Namun demikian, menurutnya, kondisi kedaruratan memerlukan terobosan kebijakan.
“Kalau menunggu regulasi, bisa jadi memang tidak ada payung hukumnya. Tetapi masyarakat membutuhkan kepastian. Maka diperlukan diskresi dan komunikasi dengan BPK maupun aparat penegak hukum agar langkah yang diambil tetap sesuai ketentuan,” ujarnya.
DPRD, lanjut dia, hanya dapat mendorong dan memberikan dukungan politik agar eksekutif berani mengambil langkah cepat demi melindungi hak dasar warga atas layanan kesehatan.
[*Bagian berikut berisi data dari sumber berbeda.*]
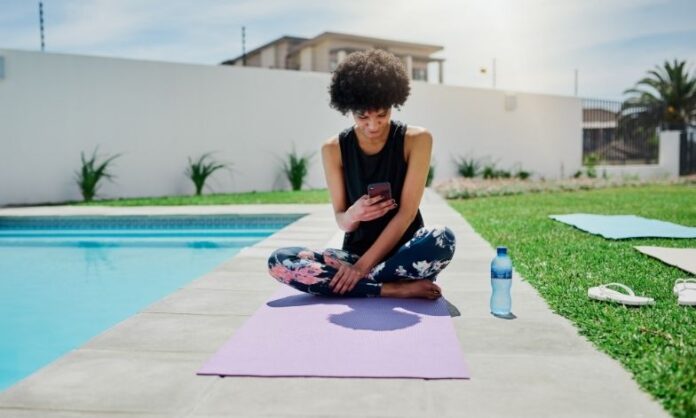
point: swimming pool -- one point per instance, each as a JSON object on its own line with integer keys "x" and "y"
{"x": 64, "y": 280}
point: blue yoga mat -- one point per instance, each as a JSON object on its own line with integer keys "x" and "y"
{"x": 625, "y": 226}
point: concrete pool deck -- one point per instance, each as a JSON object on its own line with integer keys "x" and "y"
{"x": 534, "y": 366}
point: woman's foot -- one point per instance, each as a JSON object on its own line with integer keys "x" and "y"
{"x": 422, "y": 288}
Sebelumnya, sebanyak 4.402 warga Kota Batu dinonaktifkan dari kepesertaan PBI Jaminan Kesehatan pada 2026 setelah adanya pemutakhiran dan sinkronisasi data nasional oleh Kementerian Sosial.
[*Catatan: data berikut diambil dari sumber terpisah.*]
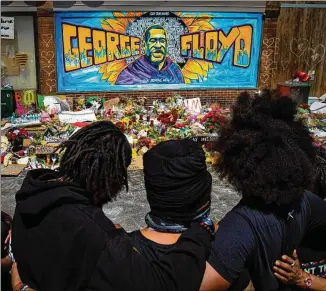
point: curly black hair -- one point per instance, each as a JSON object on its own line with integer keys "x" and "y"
{"x": 97, "y": 157}
{"x": 264, "y": 151}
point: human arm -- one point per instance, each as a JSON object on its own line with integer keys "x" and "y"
{"x": 6, "y": 264}
{"x": 122, "y": 267}
{"x": 288, "y": 271}
{"x": 16, "y": 282}
{"x": 232, "y": 246}
{"x": 317, "y": 219}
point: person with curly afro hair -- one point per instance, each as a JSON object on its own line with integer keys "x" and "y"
{"x": 269, "y": 157}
Saat ini, Dinas Sosial Kota Batu tengah melakukan verifikasi lapangan untuk memastikan keakuratan data tersebut.
Program PBI JK merupakan skema bantuan pemerintah pusat yang membayarkan iuran kepesertaan BPJS Kesehatan bagi masyarakat kurang mampu. Hingga kini, tercatat 27.107 warga Kota Batu masih berstatus aktif sebagai penerima bantuan. (*)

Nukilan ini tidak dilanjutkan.